新年初投稿、今年もよろしくお願いします。

 後日談というか今回のオチ。


 葵率いる十倍姦しい軍団は写真事件に留まらず、他にもまぁ様々な騒動を起こしてくださりやがった。詳しく語れば一冊の自伝を書けるほどの密度だったが――今は語るまい。

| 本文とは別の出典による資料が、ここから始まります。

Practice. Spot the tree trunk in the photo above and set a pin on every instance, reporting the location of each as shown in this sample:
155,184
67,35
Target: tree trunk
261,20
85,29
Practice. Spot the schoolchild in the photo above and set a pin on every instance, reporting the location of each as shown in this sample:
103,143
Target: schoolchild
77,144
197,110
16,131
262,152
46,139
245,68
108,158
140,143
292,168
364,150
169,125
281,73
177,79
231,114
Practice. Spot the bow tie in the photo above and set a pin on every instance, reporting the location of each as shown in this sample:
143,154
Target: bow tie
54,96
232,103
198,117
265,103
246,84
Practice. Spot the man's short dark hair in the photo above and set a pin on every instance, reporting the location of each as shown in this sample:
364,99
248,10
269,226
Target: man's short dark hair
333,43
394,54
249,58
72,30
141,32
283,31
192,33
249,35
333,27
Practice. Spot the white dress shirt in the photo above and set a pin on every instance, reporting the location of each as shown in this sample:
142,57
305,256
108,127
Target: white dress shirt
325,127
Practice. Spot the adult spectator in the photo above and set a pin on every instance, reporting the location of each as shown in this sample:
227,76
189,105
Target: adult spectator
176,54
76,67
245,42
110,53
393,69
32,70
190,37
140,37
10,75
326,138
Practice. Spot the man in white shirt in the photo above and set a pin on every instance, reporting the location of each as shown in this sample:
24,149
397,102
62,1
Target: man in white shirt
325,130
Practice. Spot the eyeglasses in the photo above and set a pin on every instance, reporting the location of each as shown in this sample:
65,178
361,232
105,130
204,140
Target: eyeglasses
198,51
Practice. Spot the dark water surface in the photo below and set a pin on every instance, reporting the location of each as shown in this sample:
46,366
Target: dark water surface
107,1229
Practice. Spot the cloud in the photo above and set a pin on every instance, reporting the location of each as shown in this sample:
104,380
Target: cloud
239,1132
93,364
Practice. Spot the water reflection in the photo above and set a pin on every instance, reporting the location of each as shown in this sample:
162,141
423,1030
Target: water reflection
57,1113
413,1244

 いや、ホント勘弁してくれ。思い出したくないんです。


 とまぁ、そんな一護の尊い犠牲もあり、喫茶マーブルは記録的な大繁盛となった。

 全て片付けた後で支出を計算した(¥〇¥)(なののかお)は、しばらく忘れられそうにない。


「一護くん、ホストとかやらないの?」

「誰がやるか」


 そんな冗談も出るような気安い関係になりつつ、なんとかバイトは終わった。


 当初の予定よりもオマケのついたバイト代も入ったし、折角なのでお姫様でも連れて外食を――と思ったのだが。


「……お家がいいな」


 との一言で即座にのんびりモードに切り替え、一護は自室で過ごしていた。


 土曜日が色々な意味でハードだったので、日曜はゆっくり体を休める。理屈としては非常に筋が通っているし、家で過ごすこと自体に文句はないのだが。


「…………」


 これはちょっと間違っていると思う。


「んぅ~♪」


 閉じていた目を開くと、ご満悦の妹が視界に入った。


 雪音が身じろぎする度、きめ細やかな髪の毛が一護の胸で揺れる。こちらもくすぐったいのだが、変に動くとアウトゾーンに手が触れそうで怖かった。雪音の腹部に手を置くのをやめれば問題は解決されるが、生憎と自力脱出は不可能。一護の手は、一回り小さな妹の手によってしっかり固定されている。


 端的に言うのなら“あすなろ抱き”。

 客観的に述べるなら“一護が雪音を後ろから抱き締めている”――のだった。


(まさかこんなことになるとは……)


 事の発端は昨日にまで遡る。


 拗ねて拗ねて拗ねまくった雪音の機嫌は、バイトが終わっても直ってなかった。いつもなら三時間もすれば(寂しくなって)収まるのだが、今回はよほど腹に据えかねたらしい。


「…………(ぷくっ」


 無表情こそ消えたものの、今度は解りやすい膨れっ面で妹様は絶賛ご機嫌斜めだった。


(……しゃーないか)


 ため息と共に覚悟を決める。

 今回の件で一護の落ち度は一切ないと思うが、それをぐっと堪えるのも兄貴の度量だ。気分はまさに戦国大名――“拗ねるなら 笑わせようぞ 雪音ちゃん”。センスの欠片もない。


「あー、雪音」

「……(ぴくっ」


 呼びかけに雪音の体が一瞬震えた。条件反射で返事しそうになり、理性が抑え込んだらしい。拗ねてはいても、甘え気質は早々変わらないということだろう。


「これ。やるよ」

「これ、って……え?」

「そんなマジマジ見るなって。恥ずかしいだろ」


 苦笑に幾分か安堵を混ぜつつ、一護は用意していたブツを渡した。


 ひらひらと風に靡く紙切れ一枚。凝った装飾も精密な細工もない、純然たる紙ペラである。だがそれも当然だろう――それは一護の手作り。しかもバイトの片づけ中に作ったものだから、それほど複雑なものが出来るはずもなかった。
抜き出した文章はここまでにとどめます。